OTTAWA, Ont. — The Owner-Operator’s Business Association of Canada (OBAC) says it is pleased Ontario Transport Minister Bob Chiarelli is seemingly willing to put an end to the discriminatory licensing requirements for senior commercial drivers.
OBAC also lauded the MTO for taking immediate steps to make the annual licensing requirements for drivers aged 65 and over less onerous. OBAC, along with other trucking organizations, has been appealing for change to the requirements for several years. Ontario is the only jurisdiction in North America that requires senior drivers to take a road test every year after the age of 65 in order to retain their A/Z licence.
“Through a succession of ministers, OBAC has gone to MTO recommending it does away with the road test for senior drivers, replacing it with a more suitable means of evaluating driver skills, cognitive ability, and regulatory knowledge,” says OBAC executive director, Joanne Ritchie. “Forcing a driver with perhaps 30 or 40 years of experience to complete the entry-level driver’s exam does nothing to test for conditions that could be associated with aging.”

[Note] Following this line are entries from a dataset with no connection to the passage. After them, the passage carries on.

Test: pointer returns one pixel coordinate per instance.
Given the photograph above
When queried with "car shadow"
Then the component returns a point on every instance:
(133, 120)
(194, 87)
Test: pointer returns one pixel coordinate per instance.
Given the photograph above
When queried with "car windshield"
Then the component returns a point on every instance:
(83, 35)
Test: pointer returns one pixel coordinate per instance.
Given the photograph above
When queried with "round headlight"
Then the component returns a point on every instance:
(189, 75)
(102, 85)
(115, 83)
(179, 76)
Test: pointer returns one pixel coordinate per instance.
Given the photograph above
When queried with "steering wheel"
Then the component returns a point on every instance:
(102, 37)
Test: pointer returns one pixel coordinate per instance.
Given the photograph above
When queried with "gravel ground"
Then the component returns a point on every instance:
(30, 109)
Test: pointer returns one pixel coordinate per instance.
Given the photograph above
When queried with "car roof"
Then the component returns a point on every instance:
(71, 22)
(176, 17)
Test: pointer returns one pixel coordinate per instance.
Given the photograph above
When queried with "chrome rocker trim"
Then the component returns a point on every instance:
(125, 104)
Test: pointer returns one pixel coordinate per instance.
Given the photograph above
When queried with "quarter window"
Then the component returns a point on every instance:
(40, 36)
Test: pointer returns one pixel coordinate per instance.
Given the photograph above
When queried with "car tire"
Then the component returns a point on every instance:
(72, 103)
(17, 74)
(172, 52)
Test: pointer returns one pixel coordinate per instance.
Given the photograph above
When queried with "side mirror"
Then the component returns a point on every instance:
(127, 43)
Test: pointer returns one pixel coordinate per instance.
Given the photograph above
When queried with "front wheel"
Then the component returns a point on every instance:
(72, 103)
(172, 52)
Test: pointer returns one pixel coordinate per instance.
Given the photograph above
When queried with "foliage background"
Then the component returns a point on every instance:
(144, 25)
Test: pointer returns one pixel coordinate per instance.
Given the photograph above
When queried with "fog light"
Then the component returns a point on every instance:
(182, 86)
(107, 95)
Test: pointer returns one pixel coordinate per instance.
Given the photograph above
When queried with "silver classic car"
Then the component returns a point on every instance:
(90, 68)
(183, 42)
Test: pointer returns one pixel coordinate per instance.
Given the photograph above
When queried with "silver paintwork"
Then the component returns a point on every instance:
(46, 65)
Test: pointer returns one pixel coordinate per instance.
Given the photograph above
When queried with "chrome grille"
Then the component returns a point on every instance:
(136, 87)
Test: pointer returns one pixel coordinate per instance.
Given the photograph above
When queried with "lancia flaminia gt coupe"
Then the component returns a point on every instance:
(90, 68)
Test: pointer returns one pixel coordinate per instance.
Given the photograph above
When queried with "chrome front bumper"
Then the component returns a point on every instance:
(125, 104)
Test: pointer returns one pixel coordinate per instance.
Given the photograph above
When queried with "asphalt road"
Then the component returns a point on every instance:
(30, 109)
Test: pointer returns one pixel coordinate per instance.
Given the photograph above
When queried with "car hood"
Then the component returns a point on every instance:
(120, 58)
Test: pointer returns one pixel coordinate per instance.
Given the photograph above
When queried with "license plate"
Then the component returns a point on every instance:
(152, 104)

Chiarelli has directed his deputy minister to examine the issue and determine how to proceed with changing the licensing requirements. In the meantime, the MTO has made some small changes to the licensing procedure, which will be welcomed by commercial drivers.
Road test fees for senior drivers have been reduced to $14 from $75. Senior drivers will be able to use an automated transmission for their road tests. And the air brake portion of the practical test has been amended so that senior drivers can use diagrams to describe the process and demonstrate their comprehension of the air brake test.
OBAC has called for an immediate moratorium on the road test requirement until new legislation comes into effect.
“This would be a step toward righting the blatant double standard of age-based testing, and it can be done quickly, as was done with extending the expiry date for licenses that expired during the 2009 labour dispute with SERCO drive test examiners,” Ritchie says. “The road test is the most costly and inconvenient element of retesting for senior drivers, and does nothing to test for conditions that could be associated with the effects of aging.”